D'interesse più limitato ma non per questo trascurabile è la produzione di ibridi in cui i due partners cellulari mettono in comune i compartimenti citoplasmatici con mitocondri e cloroplasti, ma conservano un solo nucleo parentale: a questi ibridi è stato dato il nome di ''cibridi'' proprio per indicare la partecipazione dei citoplasmi (e non dei due nuclei parentali) alla struttura ibrida. Particolare importanza sembra assumere l'impiego di cibridi nello studio della sterilità maschile associata a fattori citoplasmatici.
È però anche probabile che le variazioni di continuo introdotte nelle tecniche impiegate per la fusione cellulare e per la produzione di i.c. o somatici, o più semplicemente citoplasmatici, che hanno raggiunto un elevato grado di complessità e sofisticazione, permetteranno sempre più numerosi e interessanti impieghi nei diversi settori applicativi. Risulta quindi del tutto giustificata un'assimilazione dell'ibridazione cellulare alle tecnologie di manipolazione genetica molecolare: entrambe infatti possono portare a prodotti paragonabili, cioè a cellule dotate di patrimoni genetici modificati anche se nel caso dell'ibridazione cellulare le modificazioni non sono ancora altrettanto controllate. Può essere quindi appropriato parlare di fusioni e ibridazioni come di forme di ''ingegneria cellulare'', cioè come di una linea di ricerca convergente rispetto all'ingegneria genetica (vedi ingegneria genetica, in questa Appendice).

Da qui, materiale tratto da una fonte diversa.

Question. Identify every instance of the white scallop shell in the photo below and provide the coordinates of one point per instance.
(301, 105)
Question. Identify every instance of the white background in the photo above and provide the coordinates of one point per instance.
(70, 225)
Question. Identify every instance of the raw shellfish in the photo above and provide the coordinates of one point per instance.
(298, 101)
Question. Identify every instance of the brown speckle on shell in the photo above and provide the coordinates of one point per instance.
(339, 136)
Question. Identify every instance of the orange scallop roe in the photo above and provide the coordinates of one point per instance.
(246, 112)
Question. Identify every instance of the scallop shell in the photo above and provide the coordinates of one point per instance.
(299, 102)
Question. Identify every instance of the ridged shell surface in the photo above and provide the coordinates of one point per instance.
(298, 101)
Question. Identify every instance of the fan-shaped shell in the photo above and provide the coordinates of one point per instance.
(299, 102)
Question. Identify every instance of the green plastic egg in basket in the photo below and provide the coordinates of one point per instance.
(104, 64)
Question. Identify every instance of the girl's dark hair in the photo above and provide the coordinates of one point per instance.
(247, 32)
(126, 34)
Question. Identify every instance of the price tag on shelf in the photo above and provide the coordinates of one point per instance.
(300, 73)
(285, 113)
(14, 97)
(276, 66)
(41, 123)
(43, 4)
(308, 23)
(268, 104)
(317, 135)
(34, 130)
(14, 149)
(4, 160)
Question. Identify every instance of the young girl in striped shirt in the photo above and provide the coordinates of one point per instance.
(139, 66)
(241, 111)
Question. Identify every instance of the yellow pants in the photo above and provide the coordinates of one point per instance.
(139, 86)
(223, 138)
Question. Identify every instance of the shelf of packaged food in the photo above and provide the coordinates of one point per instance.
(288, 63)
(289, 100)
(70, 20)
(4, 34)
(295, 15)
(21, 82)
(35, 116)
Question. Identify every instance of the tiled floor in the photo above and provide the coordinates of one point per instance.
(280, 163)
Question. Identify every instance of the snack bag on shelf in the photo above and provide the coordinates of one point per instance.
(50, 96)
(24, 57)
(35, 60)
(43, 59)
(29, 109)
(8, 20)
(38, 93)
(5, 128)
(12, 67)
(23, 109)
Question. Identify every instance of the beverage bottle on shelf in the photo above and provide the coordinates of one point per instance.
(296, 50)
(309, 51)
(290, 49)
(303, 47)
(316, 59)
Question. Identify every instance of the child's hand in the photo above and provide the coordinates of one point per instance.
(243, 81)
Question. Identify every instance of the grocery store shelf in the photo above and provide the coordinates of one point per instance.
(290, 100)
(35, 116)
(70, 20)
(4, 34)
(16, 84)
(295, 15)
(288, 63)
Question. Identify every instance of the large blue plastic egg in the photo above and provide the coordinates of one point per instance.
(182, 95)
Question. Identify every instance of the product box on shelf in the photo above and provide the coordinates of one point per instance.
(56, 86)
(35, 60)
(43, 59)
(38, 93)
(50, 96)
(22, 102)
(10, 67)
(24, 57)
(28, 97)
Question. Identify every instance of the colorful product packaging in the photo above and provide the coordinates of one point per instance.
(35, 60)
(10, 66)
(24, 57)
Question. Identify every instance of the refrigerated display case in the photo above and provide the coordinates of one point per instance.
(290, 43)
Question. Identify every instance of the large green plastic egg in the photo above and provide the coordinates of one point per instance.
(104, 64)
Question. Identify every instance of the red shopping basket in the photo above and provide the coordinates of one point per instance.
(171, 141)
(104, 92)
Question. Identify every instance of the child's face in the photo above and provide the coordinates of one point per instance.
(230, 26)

Bibl.: J. Lederberg, Genetic approaches to somatic cell variation: summary comment, in Journal of Cellular and Comparative Physiology, supplement 1, 1958, pp. 383-92; P. Carlson e altri, Parasexual interspecific plant hybridization, in Proceedings Nat. Acad. of Sciences, 69 (1972), pp. 2292-94; L. De Carli, Ibridazione delle cellule somatiche, in Enciclopedia della scienza e della tecnica, Milano 1974, pp. 209-16; M. Senda e altri, Induction of cell fusion of plant protoplasts by electrical stimulation, in Plant cell physiology, 20 (1979), pp. 1441-43; E. Schierenberg, Altered celldivision rates after laser induced cell fusion in nematode embryos, in Developmental Biology, 101 (1984), pp. 240-45; Cell fusion, a cura di A. E. Sowers, New York 1985; F. Sala, R. Cella, Trasferimento genico in cellule vegetali, Padova 1988; In situ hybridization, a cura di A.T. Haase e M.B. Oldstone, in Current topics in microbiology & immunology series, vol. 143 (1989); J.M. Polak, J.O'D. McGee, In situ hybridization: principles & practice, Oxford 1990; In situ hybridization: application to developmental biology and medicine, a cura di N. Harris e D.G. Wilkinson, in Society for experimental biology seminar series, n. 40 (1990).